As the story goes, a Washington Herald reporter went to the Gorman family’s Georgetown home in August 1921 to announce that Margaret had been selected as D.C.’s emissary to the first-ever “Inter-City Beauty Contest.” But he couldn’t find her at home: Margaret — this “practically perfect” 16-year-old with a “wreath of natural golden hair” and eyes “of a rare deep blue” — was out in the yard, shooting marbles in the dirt with the neighborhood kids.

“Above all,” the Herald rhapsodized, “she is modest and unassuming.”

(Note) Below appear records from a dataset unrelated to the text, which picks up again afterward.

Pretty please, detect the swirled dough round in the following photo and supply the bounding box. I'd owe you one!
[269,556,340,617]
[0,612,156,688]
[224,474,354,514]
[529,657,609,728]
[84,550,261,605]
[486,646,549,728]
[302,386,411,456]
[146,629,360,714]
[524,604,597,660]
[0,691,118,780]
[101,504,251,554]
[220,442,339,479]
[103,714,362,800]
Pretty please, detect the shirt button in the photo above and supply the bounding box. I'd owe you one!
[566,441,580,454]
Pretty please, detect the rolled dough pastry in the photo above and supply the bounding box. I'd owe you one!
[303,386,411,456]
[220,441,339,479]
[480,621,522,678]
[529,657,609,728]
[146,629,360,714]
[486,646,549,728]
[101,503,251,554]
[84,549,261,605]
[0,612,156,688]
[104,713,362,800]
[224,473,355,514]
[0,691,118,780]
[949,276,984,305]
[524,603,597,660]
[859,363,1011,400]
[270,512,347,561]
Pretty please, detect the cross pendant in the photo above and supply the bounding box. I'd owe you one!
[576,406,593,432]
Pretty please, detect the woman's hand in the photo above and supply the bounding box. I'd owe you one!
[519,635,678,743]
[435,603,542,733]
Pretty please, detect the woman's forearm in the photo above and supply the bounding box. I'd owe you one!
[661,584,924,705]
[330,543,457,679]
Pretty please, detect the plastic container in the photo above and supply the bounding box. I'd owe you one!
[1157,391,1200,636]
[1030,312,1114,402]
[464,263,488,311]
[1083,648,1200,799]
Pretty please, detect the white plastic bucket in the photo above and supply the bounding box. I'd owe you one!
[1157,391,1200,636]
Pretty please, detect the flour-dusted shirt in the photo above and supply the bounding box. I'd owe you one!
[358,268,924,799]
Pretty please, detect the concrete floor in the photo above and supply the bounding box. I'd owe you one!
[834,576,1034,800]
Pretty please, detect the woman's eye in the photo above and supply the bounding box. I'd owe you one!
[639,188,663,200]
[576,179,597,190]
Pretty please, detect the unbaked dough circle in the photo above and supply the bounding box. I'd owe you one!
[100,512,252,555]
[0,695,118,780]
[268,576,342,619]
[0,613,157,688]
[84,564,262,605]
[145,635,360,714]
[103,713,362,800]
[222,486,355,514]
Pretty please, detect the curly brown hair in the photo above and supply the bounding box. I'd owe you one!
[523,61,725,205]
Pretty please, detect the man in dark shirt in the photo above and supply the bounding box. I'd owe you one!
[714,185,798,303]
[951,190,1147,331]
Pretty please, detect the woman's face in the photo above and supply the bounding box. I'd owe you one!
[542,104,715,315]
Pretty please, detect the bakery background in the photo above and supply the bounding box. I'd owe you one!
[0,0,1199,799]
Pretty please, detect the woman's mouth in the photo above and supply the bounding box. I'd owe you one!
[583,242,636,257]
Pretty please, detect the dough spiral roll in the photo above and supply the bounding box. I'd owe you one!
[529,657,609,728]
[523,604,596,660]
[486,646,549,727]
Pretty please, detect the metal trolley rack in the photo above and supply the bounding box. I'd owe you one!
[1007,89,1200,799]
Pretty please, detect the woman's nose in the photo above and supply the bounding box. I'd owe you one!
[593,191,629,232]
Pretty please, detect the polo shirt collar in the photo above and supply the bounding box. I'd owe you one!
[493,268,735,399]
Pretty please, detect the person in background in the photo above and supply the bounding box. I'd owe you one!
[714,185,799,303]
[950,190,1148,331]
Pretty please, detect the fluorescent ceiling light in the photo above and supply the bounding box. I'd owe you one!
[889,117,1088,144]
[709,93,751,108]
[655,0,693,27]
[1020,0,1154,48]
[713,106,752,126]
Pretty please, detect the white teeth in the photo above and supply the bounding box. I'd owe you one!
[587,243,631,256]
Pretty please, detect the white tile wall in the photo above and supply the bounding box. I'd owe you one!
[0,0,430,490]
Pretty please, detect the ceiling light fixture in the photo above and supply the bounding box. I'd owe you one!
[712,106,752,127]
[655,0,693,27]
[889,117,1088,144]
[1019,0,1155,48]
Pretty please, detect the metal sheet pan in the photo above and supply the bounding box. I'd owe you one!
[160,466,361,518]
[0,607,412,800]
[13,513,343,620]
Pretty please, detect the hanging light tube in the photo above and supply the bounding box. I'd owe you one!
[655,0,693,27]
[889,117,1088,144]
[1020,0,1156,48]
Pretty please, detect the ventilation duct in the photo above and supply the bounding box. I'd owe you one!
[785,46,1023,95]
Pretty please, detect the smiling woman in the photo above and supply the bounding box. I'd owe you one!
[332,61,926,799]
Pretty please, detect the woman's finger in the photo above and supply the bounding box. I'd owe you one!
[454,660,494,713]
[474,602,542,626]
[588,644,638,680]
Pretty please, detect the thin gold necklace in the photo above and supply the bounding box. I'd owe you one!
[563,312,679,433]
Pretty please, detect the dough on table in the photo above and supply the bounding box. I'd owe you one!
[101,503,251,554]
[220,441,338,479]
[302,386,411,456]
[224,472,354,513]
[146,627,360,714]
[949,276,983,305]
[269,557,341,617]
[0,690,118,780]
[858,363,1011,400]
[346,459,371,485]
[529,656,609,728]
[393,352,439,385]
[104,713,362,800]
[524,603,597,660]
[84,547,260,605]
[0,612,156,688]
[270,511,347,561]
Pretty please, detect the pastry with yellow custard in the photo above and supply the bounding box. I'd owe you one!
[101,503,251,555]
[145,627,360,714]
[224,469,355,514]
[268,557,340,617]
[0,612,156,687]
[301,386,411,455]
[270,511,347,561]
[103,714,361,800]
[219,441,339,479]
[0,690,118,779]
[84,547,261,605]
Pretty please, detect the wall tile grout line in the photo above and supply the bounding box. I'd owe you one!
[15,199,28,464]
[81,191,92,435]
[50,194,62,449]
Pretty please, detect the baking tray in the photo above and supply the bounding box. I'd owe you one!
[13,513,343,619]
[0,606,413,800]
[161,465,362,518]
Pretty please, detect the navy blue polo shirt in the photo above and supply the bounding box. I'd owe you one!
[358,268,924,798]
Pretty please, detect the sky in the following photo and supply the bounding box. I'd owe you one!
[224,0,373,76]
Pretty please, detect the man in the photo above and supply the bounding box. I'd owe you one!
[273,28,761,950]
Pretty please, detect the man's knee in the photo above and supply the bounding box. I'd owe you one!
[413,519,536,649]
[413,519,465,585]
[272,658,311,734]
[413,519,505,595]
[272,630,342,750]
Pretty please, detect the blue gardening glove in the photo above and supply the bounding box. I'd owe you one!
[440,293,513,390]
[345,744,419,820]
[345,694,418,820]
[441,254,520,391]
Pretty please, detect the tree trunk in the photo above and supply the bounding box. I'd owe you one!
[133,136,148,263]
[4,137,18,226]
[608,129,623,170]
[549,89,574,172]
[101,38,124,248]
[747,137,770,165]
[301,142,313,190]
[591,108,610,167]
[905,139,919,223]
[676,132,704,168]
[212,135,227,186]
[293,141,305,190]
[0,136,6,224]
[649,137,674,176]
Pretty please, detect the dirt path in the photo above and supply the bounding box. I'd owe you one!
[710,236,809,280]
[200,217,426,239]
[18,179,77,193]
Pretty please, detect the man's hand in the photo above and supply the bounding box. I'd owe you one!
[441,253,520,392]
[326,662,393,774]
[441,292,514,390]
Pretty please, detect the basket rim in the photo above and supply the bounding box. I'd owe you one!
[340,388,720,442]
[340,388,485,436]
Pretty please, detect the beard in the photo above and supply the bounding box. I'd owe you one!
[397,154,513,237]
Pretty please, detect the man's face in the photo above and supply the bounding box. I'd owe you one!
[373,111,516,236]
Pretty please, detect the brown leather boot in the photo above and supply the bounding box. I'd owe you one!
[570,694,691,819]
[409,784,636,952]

“Modest” was a funny way to describe a teenager confident enough of her charms to enter several beauty contests that summer. (Weeks earlier, she had been judged the most beautiful girl in town by the rival Washington Post in a separate citywide photo contest.) But it captured something about Margaret’s appeal — and in turn, so much about the impossible ideals upheld by this fledgling pageant not yet known as Miss America, where for the next century young women would try to prove themselves the loveliest, the sweetest, the most talented … yet also the most natural, the most down-to-earth, the most themselves. Where it would become imperative not to seem to try so hard — even though, obviously, they were.

Miss America is celebrating its 100th anniversary as a shadow of its former self, plagued by infighting, litigation, a damaging email scandal and slow-burning financial challenges.

A praised but polarizing decision to jettison its famed swimsuit competition in 2018 triggered an identity contest for the pageant, while doing nothing to stem a long exodus of sponsors and viewers. The number of women who enter the pipeline of state and local pageants in hopes of winning the national crown has plummeted over a generation.